Tuesday, August 16, 2011

Disturbing Beauty

As I write this, Alexandra Sherman is putting the finishing touches on the fall show in the Dadian Gallery, Strength and Struggle: Haiti Continued, works by Lavar Munroe. Alexandra has been working with Mr. Munroe for months, and knows much more about him and his work than I do, so I will leave it to her to write more specifically about the artist's background, concerns, and processes.

Lavar Munroe, Awakening Spirits,
acrylic and collage on paper
What intrigues me about Munroe's work, among many other things, is the juxtaposition of his lush color palette and impeccable composition with the disturbing nature of what is depicted.

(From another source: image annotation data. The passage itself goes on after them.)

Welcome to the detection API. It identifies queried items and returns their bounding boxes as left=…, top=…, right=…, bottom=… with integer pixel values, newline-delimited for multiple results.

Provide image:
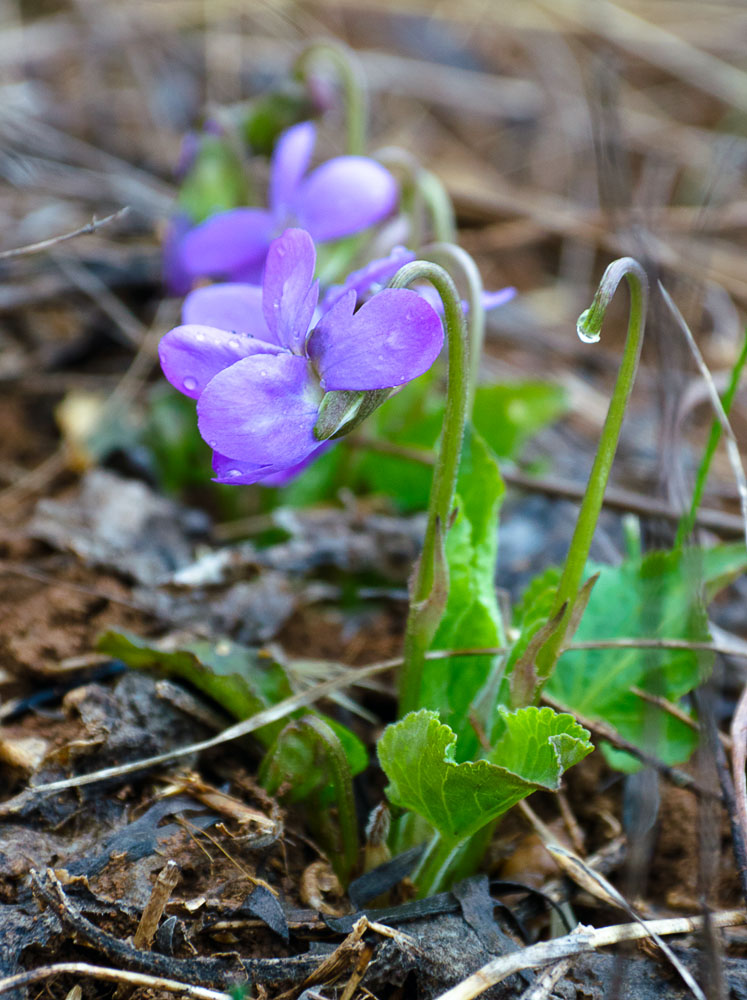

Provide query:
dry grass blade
left=659, top=282, right=747, bottom=542
left=437, top=910, right=747, bottom=1000
left=20, top=659, right=402, bottom=808
left=545, top=843, right=706, bottom=1000
left=0, top=962, right=231, bottom=1000
left=731, top=686, right=747, bottom=902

Glorious sprays of blue and green  that might at first be identified as bouquets reveal themselves as the carefully arrayed feathers of a bloody, partially-beheaded chicken. Elsewhere, a being with a bird's head, horse's hooves, and human hands, dressed in a patched yet flowing garment, leads a flock of bandaged, red-combed chickens that somehow also resemble a crowd of saints in some half-remembered, byzantine icon. A look at his website, http://lavar-munroe.com, reveals images that are even more disturbing, and equally beautiful.

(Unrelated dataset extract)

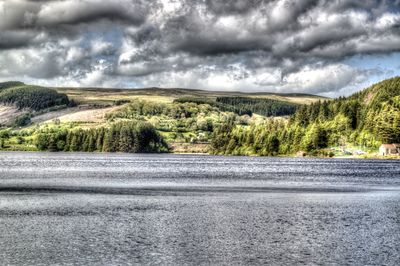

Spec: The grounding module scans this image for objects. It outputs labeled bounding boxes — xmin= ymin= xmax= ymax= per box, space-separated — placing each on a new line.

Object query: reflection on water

Lavar Munroe, Thanksgiving, graphite drawing,
digital color, Ultrachrome K3 ink on velvet paper
All of this raises the question that I have, more than once, put to my students: What does it mean to make a beautiful artwork about something that is terrible to contemplate? Does the attractiveness of the image make the subject matter more horrifying by shocking us after inviting us to draw near? Or does our appreciation of  the delicate colors, fine drawing, and intricate composition inure us to the terror of what is depicted? Do the luxurious fabrics, well-muscled flesh, and intricate intertwining of arms, legs, and bodies in Peter Paul Rubens' Massacre of the Innocents invite us to identify with the burly soldiers, the screaming women and children, or the angels who hover above waiting to bestow flowery wreaths of victory on the innocent martyrs? What does a beautiful picture say about an ugly situation?

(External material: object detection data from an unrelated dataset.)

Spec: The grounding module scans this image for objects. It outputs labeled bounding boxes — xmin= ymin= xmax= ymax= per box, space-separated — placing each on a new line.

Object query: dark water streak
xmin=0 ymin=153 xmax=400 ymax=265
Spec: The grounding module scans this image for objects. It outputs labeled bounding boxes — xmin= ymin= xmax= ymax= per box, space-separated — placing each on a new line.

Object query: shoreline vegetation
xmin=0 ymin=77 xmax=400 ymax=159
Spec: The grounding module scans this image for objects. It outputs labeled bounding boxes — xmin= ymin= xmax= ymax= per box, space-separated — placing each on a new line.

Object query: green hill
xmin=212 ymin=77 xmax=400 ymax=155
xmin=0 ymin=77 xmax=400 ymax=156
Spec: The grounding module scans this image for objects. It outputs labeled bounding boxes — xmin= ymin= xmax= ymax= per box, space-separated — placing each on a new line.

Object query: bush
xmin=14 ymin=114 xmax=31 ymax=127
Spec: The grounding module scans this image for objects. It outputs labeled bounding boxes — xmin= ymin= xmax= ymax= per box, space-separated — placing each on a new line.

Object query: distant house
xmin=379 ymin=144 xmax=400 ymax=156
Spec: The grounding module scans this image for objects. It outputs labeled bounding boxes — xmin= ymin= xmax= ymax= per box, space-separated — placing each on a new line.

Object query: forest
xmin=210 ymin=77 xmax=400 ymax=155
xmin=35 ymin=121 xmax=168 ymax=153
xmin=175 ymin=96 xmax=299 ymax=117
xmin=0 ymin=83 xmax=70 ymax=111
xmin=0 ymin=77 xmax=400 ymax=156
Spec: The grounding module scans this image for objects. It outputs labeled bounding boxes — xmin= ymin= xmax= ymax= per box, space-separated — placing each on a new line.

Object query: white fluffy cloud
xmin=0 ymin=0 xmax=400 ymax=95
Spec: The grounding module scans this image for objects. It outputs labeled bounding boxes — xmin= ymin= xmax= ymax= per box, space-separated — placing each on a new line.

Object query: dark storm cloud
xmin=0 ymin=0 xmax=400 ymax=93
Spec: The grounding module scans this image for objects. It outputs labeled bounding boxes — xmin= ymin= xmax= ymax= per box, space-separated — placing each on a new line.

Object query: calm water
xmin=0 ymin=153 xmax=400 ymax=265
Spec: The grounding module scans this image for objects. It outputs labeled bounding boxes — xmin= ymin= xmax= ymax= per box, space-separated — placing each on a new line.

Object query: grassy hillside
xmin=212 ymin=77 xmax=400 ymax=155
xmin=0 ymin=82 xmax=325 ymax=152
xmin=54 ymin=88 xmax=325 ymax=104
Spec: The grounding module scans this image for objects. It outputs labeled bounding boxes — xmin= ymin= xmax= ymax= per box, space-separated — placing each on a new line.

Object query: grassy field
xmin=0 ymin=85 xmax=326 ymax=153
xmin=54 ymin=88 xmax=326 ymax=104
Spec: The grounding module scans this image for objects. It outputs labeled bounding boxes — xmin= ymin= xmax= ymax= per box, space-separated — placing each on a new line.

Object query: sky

I think I'll wander back down the hall to the gallery, and see if the disturbing beauty of Lavar Munroe's extraordinary images offers any answers.

1 comment:

  1. The beauty of the pieces is like a force of nature. Like a thunderstorm the lightening, wind and thunder can be beautiful and terrifying at the same time. The beauty of the paintings draws me in and intensifies the horror of the scene. It gives me a heightened awareness and inspires me to do something. The beauty of the pieces also gives me hope that out of the horror there may be a remmant that can be used to bring something meaningful out of the ashes.